The Common Shares issued in connection with the Offering have been conditionally approved for listing by the TSXV. The Common Shares issued in conjunction with the Offering will be subject to a four-month hold period under applicable securities laws and the policies of the TSXV.
About Terra Firma
Terra Firma is a full service, publicly traded real estate finance company that provides customized equity and debt solutions to the real estate industry. Our focus is to provide flexibility to property owners who may be limited by conventional bank financing and to invest in quality commercial and residential developments. Terra Firma offers a full spectrum of real estate financing under the guidance of strict corporate governance, clarity and transparency.
This press release is not an offer of securities for sale in the United States. The securities of Terra Firma referred to herein have not been and will not be registered under the United States Securities Act of 1933, as amended or the securities laws of any state. Securities of Terra Firma may not be offered or sold in the United States absent registration or an exemption from registration.
Completion of the Offering is subject to final approval and acceptance by the TSXV.
This Press Release contains forward-looking statements with respect to the Offering and matters concerning the business, operations, strategy and financial performance of Terra Firma. These statements generally can be identified by use of forward looking words such as "may", "will", "expects", "estimates", "anticipates", "intends", "believe" or "could" or the negative thereof or similar variations. The completion of the Offering and the future business, operations and performance of Terra Firma could differ materially from those expressed or implied by such statements. Such forward-looking statements are qualified in their entirety by the inherent risks and uncertainties surrounding future expectations, including that the Offering contemplated herein is completed. Forward-looking statements are based on a number of assumptions which may prove to be incorrect, including, but not limited to: the ability of Terra Firma to satisfy the requirements of the TSXV with respect to the Offering. Additional, important factors that could cause actual results to differ material from expectations include, among other things, general economic and market factors, local real estate conditions, competition, changes in government regulation, dependence on tenants' financial conditions, interest rates, the availability of equity and debt financing, environmental and tax related matters, and reliance on key personnel.
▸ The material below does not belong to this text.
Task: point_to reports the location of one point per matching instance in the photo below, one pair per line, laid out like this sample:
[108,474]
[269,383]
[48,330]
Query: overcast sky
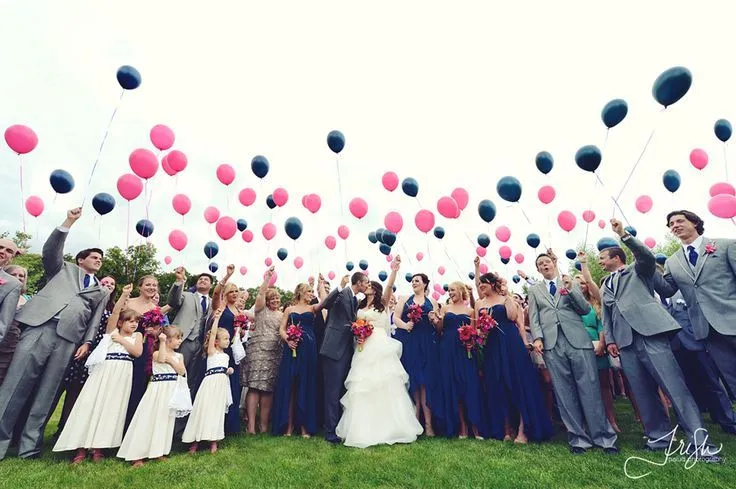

There can be no assurances that forward-looking statements will prove to be accurate, as actual results and future events could differ materially from those anticipated in such statements. Accordingly, readers should not place undue reliance on forward-looking statements. The cautionary statements qualify all forward-looking statements attributable to Terra Firma and persons acting on its behalf. Unless otherwise stated, all forward looking statements speak only as of the date of this Press Release and Terra Firma has no obligation to update such statements except as required by law.
The TSXV has in no way passed upon the merits of the Offering and has neither approved nor disapproved the contents of this press release. The TSXV does not accept responsibility for the adequacy or accuracy of this press release.